Das für die Aufarbeitung der stalinistischen Vergangenheit Polens zuständige Institut für Nationales Gedenken (IPN) hatte vor gut einer Woche angegeben, es sei “eine handschriftliche Zusage zur Zusammenarbeit” Walesas mit der kommunistischen Geheimpolizei SB entdeckt worden. Walesa wies die Spitzel-Anschuldigungen umgehend zurück. Auf sein Betreiben wird nun wegen einer möglichen Fälschung der Dokumente ermittelt.

Walesa: Angeblichen Beweise für seine Spitzeltätigkeit sind alle “gefälscht”

Polnischen Medien sagte Walesa am Sonntag, die angeblichen Beweise für seine Spitzeltätigkeit seien alle “gefälscht”. An der KOD-Kundgebung in Danzig nahm Walesa nicht teil. Mehrere tausend Teilnehmer sangen auf dem Solidarnosc-Platz die Nationalhymne und skandierten Walesas Namen.
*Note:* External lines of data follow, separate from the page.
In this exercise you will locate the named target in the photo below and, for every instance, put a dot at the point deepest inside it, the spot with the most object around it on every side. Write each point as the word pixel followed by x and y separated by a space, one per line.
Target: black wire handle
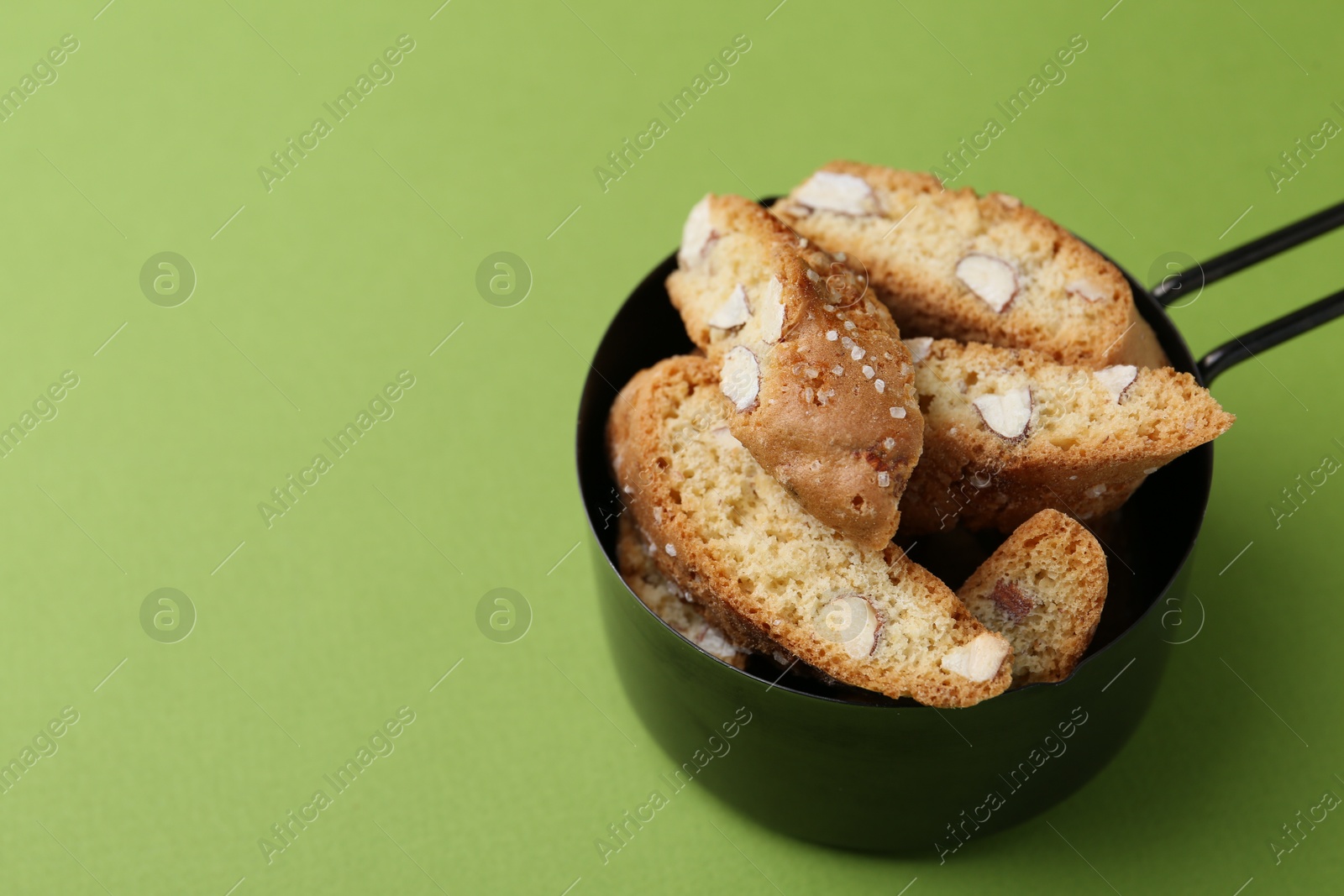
pixel 1215 269
pixel 1270 335
pixel 1278 329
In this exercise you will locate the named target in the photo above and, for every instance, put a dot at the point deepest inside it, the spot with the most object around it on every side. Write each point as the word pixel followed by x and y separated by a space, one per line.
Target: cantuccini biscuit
pixel 768 573
pixel 987 269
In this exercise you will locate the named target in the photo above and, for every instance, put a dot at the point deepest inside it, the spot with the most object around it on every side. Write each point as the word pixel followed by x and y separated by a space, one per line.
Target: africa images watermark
pixel 622 832
pixel 381 745
pixel 45 407
pixel 716 73
pixel 1296 159
pixel 44 746
pixel 381 407
pixel 1052 73
pixel 1294 835
pixel 1052 747
pixel 381 71
pixel 1299 495
pixel 44 76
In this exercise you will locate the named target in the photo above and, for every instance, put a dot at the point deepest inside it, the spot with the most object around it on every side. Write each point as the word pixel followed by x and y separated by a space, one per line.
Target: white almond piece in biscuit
pixel 918 347
pixel 734 311
pixel 741 378
pixel 1007 414
pixel 844 194
pixel 772 313
pixel 696 234
pixel 991 278
pixel 1117 378
pixel 979 660
pixel 851 622
pixel 1088 289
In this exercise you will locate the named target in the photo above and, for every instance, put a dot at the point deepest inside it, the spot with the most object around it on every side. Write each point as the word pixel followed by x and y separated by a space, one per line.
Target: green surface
pixel 316 626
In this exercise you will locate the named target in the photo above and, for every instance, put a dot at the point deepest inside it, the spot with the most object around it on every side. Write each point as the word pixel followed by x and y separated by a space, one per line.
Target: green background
pixel 312 296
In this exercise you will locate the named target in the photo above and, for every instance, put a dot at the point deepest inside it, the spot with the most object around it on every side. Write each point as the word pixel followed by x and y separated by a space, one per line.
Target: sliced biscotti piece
pixel 951 264
pixel 635 559
pixel 1010 432
pixel 815 378
pixel 1043 590
pixel 768 573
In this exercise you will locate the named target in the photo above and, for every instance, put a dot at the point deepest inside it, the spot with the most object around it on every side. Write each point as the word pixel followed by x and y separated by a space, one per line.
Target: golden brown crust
pixel 1072 304
pixel 763 569
pixel 1043 589
pixel 1084 454
pixel 823 422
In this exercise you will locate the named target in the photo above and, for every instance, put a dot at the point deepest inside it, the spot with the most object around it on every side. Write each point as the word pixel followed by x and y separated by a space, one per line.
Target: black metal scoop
pixel 847 768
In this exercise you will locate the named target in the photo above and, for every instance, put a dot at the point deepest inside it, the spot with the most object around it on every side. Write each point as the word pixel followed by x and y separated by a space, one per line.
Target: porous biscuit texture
pixel 769 574
pixel 1010 432
pixel 985 269
pixel 1043 590
pixel 816 382
pixel 635 560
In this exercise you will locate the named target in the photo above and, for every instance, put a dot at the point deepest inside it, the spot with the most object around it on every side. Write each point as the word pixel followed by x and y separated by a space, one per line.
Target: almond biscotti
pixel 816 382
pixel 1043 590
pixel 1010 432
pixel 769 574
pixel 951 264
pixel 635 560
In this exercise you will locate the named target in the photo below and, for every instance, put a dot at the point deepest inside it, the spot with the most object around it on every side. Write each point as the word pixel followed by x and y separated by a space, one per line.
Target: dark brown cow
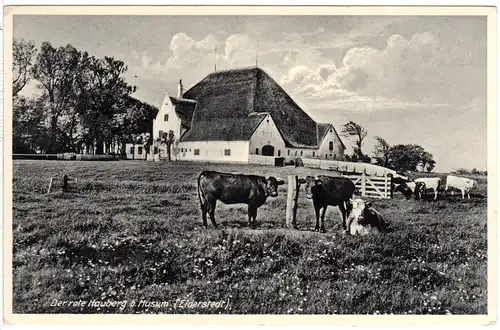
pixel 327 190
pixel 234 189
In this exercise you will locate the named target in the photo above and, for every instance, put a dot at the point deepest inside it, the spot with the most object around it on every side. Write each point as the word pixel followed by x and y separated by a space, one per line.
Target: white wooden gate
pixel 372 186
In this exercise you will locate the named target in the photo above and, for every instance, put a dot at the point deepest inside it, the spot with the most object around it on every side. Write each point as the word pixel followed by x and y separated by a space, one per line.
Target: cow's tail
pixel 201 196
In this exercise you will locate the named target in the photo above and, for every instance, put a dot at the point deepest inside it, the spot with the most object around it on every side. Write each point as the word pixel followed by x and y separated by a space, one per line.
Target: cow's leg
pixel 211 210
pixel 249 215
pixel 316 211
pixel 344 215
pixel 323 212
pixel 204 211
pixel 254 216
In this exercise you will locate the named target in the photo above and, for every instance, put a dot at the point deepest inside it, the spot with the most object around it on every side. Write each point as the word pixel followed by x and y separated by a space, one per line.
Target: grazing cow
pixel 410 188
pixel 364 218
pixel 327 190
pixel 234 189
pixel 465 185
pixel 430 183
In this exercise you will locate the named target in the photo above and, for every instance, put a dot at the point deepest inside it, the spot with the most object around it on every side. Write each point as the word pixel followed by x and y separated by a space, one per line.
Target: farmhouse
pixel 238 116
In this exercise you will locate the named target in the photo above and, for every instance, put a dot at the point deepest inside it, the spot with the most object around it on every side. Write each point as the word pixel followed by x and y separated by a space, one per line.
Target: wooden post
pixel 50 185
pixel 291 202
pixel 390 184
pixel 65 183
pixel 363 184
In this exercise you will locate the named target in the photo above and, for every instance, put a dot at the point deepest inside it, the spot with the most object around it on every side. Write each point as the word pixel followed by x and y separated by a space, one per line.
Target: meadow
pixel 132 231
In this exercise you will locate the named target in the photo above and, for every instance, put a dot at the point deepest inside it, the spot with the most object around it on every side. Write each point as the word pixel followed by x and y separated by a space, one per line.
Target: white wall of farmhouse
pixel 214 151
pixel 331 147
pixel 167 120
pixel 267 135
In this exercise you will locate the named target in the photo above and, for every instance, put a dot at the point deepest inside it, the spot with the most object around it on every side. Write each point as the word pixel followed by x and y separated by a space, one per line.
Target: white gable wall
pixel 324 151
pixel 173 123
pixel 267 134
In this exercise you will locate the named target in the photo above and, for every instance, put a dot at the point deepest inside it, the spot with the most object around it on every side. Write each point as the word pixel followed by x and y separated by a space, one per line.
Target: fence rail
pixel 372 186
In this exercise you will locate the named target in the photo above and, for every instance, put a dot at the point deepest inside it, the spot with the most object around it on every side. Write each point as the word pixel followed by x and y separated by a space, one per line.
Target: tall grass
pixel 132 231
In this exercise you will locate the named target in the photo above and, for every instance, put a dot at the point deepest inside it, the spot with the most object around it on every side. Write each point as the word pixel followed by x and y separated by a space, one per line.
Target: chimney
pixel 180 91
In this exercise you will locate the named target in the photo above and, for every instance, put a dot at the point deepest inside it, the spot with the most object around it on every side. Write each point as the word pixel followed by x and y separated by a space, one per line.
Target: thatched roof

Walesas Frau Danuta sagte unter dem Beifall der Demonstranten: “Wenn Lech Walesa nicht mit den Kommunisten gesprochen hätte, hätten wir nichts erreicht – wir wären nicht hier und Gott weiß, wie die Ereignisse verlaufen wären.” Sie könne “garantieren, dass er nie jemanden verletzt, betrogen oder verkauft hat und dass er nie irgendwelches Geld angenommen hat”.

Walesa ist ein Widersacher von PiS-Chef Jaroslaw Kaczynski, dessen Partei seit Oktober regiert. Die sogenannte Venedig-Kommission für Demokratie und Recht meldete Bedenken gegen das von der Regierung erlassene Gesetz zur Reform des Verfassungsgerichts an, wie die “Gazeta Wyborcza” am Wochenende berichtete.

Rechtsstaat in Gefahr

Wenn das Verfassungsgericht in Warschau seine Arbeit nicht “wirksam” ausüben könne, sei nicht nur der Rechtsstaat in Gefahr, befindet die Kommission dem Bericht zufolge. Gefährdet seien auch Demokratie und Menschenrechte. Die “Venedig-Kommission” zählt als unabhängiges Beratungsorgan
zu den renommiertesten Einrichtungen für Gutachten und Beratungen in Verfassungsfragen in Europa.

Der Warschauer Regierungssprecher Rafal Bochenek bestätigte, dass er das Dokument der Kommission erhalten habe. Ein Sprecher der Kommission sagte der Nachrichtenagentur AFP, die abschließende Fassung des Papiers werde am 11. oder 12 März beschlossen.

Die niederländische EU-Ratspräsidentschaft hatte ein Verfahren zur Prüfung der Rechtsstaatlichkeit in Polen eingeleitet – eine Premiere in der Geschichte der EU. Warschau wies das Verfahren zurück. Ministerpräsidentin Beata Szydlo sagte dazu Mitte Januar, ihre Regierung sei zwar zum Dialog mit der EU bereit, aber nicht zu einem Verzicht auf ihre “Freiheit und Souveränität”.